You see we have been at war with these radicals for as long as our country has been around.

Huh?

Time for a little history lesson.

You see on October 11, 1784 Moroccan pirates seized the brigantine Betsey. This was the precursor to the Barbary wars. Spain helped our new nation out and negotiated a release of the ship and crew. Spain also gave us some advice, pay tribute to the Barbary States. Enter Thomas Jefferson, you know the creator of separation of church and state guy, third president of the United States. Well obviously he wasn’t president yet, he was merely a minister in France for the United States.  He, and future second president John Adams went to London to negotiate with a representative of the Barbary States from Tripoli, now Libya, Sidi Haji Abdrahaman. When our ambassadors asked the representative why there were hostilities between our country and theirs his answer was chilling, at least to me. Why? The message hasn’t changed much in 200 years. What he basically said was it is our duty as Muslims to go to war with countries who were not Muslims. Jefferson himself wrote an account of the ambassador’s reply:

It was written in their Koran, that all nations which had not acknowledged the Prophet were sinners, whom it was the right and duty of the faithful to plunder and enslave; and that every mussulman who was slain in this warfare was sure to go to paradise. He said, also, that the man who was the first to board a vessel had one slave over and above his share, and that when they sprang to the deck of an enemy's ship, every sailor held a dagger in each hand and a third in his mouth; which usually struck such terror into the foe that they cried out for quarter at once.

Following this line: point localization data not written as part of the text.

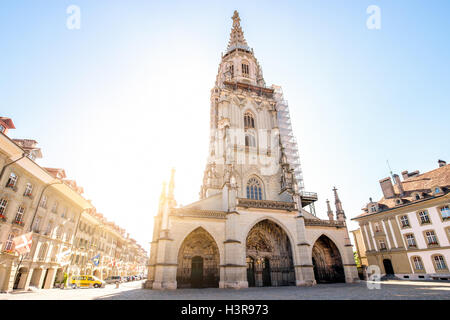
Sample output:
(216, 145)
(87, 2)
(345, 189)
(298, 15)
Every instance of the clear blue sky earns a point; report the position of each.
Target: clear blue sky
(121, 100)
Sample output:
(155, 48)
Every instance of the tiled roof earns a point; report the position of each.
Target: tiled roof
(422, 184)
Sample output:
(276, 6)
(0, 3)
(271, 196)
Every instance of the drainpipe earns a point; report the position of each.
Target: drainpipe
(40, 198)
(8, 164)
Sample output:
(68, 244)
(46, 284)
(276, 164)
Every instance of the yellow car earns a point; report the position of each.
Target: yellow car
(86, 282)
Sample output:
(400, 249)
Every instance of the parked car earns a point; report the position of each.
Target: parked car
(113, 279)
(85, 281)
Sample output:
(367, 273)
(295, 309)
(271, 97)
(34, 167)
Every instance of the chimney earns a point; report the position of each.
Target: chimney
(399, 184)
(387, 188)
(414, 173)
(405, 174)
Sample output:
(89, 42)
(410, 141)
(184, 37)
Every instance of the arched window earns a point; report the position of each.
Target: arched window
(12, 180)
(417, 263)
(59, 232)
(249, 120)
(439, 263)
(231, 70)
(42, 252)
(28, 190)
(245, 69)
(250, 140)
(254, 190)
(9, 243)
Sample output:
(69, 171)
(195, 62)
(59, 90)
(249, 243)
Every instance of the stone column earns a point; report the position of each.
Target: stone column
(348, 259)
(233, 271)
(25, 280)
(304, 273)
(165, 270)
(50, 279)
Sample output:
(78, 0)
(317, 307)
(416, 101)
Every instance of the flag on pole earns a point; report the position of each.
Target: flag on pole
(22, 243)
(96, 260)
(64, 257)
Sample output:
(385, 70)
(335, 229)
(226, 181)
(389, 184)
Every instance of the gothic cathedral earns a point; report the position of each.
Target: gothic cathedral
(250, 226)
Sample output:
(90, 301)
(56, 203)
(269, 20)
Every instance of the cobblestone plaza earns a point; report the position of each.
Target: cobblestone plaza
(389, 290)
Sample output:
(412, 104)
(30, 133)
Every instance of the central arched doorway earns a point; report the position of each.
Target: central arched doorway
(327, 262)
(388, 268)
(269, 256)
(198, 261)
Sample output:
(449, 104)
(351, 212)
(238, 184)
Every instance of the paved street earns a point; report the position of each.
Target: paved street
(390, 290)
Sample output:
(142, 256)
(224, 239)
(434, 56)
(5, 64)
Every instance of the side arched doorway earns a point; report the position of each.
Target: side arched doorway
(269, 256)
(327, 261)
(198, 261)
(388, 268)
(20, 277)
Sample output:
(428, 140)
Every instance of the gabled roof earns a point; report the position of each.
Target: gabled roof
(8, 122)
(422, 184)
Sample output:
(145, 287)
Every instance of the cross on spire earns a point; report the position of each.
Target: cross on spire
(237, 39)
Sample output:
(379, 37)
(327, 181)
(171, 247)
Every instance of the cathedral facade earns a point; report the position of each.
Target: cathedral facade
(250, 226)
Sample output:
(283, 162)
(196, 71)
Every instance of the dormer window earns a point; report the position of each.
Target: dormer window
(12, 180)
(28, 190)
(424, 217)
(44, 202)
(405, 222)
(250, 140)
(377, 227)
(249, 120)
(245, 69)
(445, 212)
(254, 190)
(55, 207)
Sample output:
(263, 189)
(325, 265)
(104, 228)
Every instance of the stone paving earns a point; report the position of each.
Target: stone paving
(390, 290)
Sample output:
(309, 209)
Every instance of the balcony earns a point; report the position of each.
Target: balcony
(266, 204)
(307, 198)
(324, 223)
(19, 223)
(28, 195)
(12, 186)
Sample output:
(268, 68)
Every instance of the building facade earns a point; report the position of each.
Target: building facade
(249, 227)
(407, 233)
(42, 201)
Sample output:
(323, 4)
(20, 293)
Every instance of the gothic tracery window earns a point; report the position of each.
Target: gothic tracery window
(249, 120)
(245, 69)
(250, 140)
(254, 190)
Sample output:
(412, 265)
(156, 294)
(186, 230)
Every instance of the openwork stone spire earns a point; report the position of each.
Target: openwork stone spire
(339, 210)
(237, 39)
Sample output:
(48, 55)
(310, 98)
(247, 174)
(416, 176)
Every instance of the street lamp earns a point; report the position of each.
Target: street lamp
(39, 202)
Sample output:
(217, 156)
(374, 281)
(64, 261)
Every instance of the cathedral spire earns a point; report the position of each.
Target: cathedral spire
(237, 39)
(329, 211)
(163, 192)
(171, 184)
(339, 211)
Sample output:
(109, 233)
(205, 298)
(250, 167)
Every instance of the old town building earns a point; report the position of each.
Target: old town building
(42, 201)
(249, 227)
(407, 232)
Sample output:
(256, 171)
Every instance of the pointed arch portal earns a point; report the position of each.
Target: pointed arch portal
(327, 262)
(198, 261)
(269, 256)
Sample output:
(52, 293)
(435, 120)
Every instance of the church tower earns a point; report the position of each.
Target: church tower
(245, 141)
(249, 227)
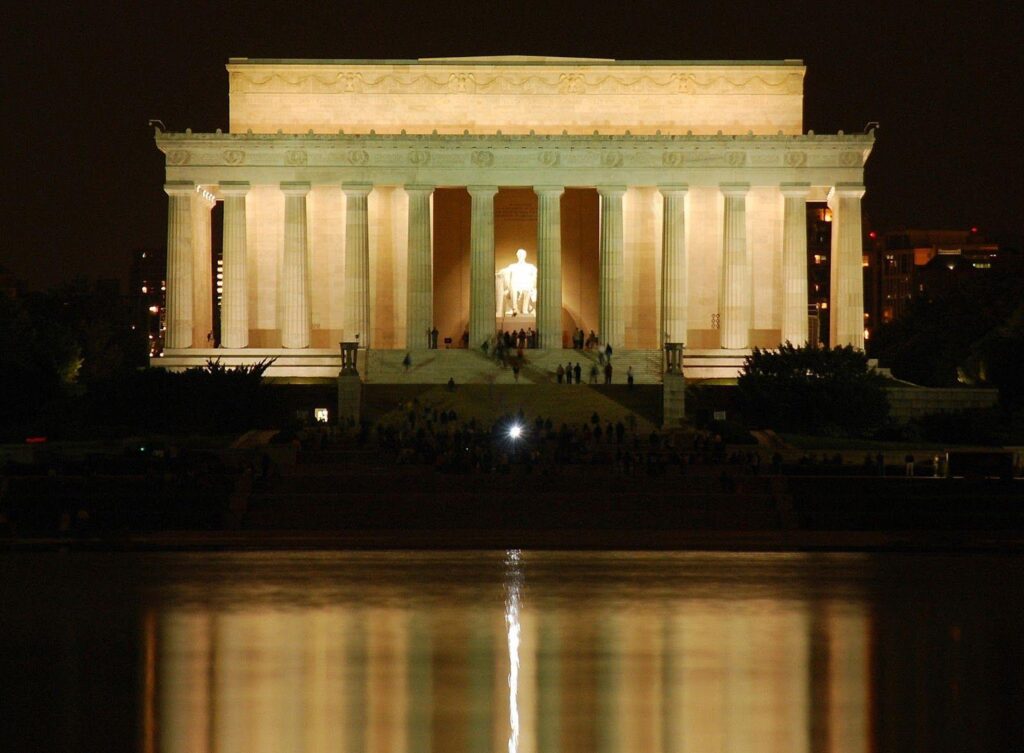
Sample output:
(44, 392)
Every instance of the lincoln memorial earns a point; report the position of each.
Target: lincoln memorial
(375, 201)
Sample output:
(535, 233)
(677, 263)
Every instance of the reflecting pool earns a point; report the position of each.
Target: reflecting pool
(520, 652)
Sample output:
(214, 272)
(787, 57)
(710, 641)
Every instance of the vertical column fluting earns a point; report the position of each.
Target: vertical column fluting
(846, 323)
(674, 298)
(179, 264)
(481, 264)
(795, 263)
(549, 272)
(295, 309)
(356, 308)
(610, 317)
(734, 295)
(419, 290)
(203, 203)
(235, 300)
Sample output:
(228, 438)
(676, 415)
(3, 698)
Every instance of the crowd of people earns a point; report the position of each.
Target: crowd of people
(438, 437)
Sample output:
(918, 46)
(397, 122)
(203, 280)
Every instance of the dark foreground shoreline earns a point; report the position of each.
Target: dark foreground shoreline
(585, 540)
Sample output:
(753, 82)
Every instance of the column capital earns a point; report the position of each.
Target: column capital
(549, 190)
(233, 187)
(797, 191)
(667, 189)
(179, 187)
(295, 187)
(734, 189)
(356, 190)
(847, 191)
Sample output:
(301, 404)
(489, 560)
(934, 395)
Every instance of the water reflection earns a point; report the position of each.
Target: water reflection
(635, 665)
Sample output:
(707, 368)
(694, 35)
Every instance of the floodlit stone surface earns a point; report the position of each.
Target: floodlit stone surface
(516, 95)
(423, 177)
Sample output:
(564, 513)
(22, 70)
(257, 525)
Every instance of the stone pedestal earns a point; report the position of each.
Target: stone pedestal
(349, 385)
(673, 400)
(349, 399)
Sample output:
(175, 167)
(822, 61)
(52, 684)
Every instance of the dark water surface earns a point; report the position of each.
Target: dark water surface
(545, 653)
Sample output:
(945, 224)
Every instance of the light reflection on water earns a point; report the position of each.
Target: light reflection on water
(624, 666)
(524, 652)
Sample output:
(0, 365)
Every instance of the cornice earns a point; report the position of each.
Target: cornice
(454, 78)
(512, 152)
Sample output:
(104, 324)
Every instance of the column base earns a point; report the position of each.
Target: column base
(349, 399)
(673, 400)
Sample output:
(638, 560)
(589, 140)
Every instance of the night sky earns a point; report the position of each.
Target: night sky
(84, 180)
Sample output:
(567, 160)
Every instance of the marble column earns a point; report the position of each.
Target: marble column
(235, 300)
(795, 263)
(203, 204)
(734, 295)
(419, 292)
(481, 264)
(846, 321)
(610, 320)
(179, 264)
(674, 299)
(549, 272)
(356, 309)
(295, 309)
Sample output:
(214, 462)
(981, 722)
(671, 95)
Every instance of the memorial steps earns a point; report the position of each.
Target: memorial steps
(466, 367)
(561, 403)
(324, 494)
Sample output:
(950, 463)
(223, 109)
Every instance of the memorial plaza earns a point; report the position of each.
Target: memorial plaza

Thomas Jefferson was a man who neither cared if his neighbor worshiped 20 gods or none so long as they did him no harm. What Jefferson saw in radical Islam however bothered him greatly. Here was a group of territories where there wasn’t separation of Church and State, but rather the Church was the State, and people who did not worship at that Church were the enemy. Jefferson was against paying tribute to the Barbary States from the very beginning. Our congress decided to pay the tributes anyway, even when George Washington was against paying it.

Jefferson, when he became president in 1801, got a present from Tripoli, a demand for tribute of $225,000. Jefferson stuck to his guns and refused to pay the demands going against what congress wanted. Jefferson dispatched our relatively new Navy to the North African region to protect our citizens and vessels in the area. The USS Enterprise (Not the one with James Kirk) did battle with the 14 gun Tripoli and defeated her on August 1st 1801. The United States Marines saw action on the shores of Tripoli, and even a song was written about it. The term “Leatherneck” it has been said was brought about by the Marines wearing leather around their neck to protect them from sword blows by the Muslim pirates. It’s a romantic but not entirely true story though. But any way you slice it Semper Fidelis guys!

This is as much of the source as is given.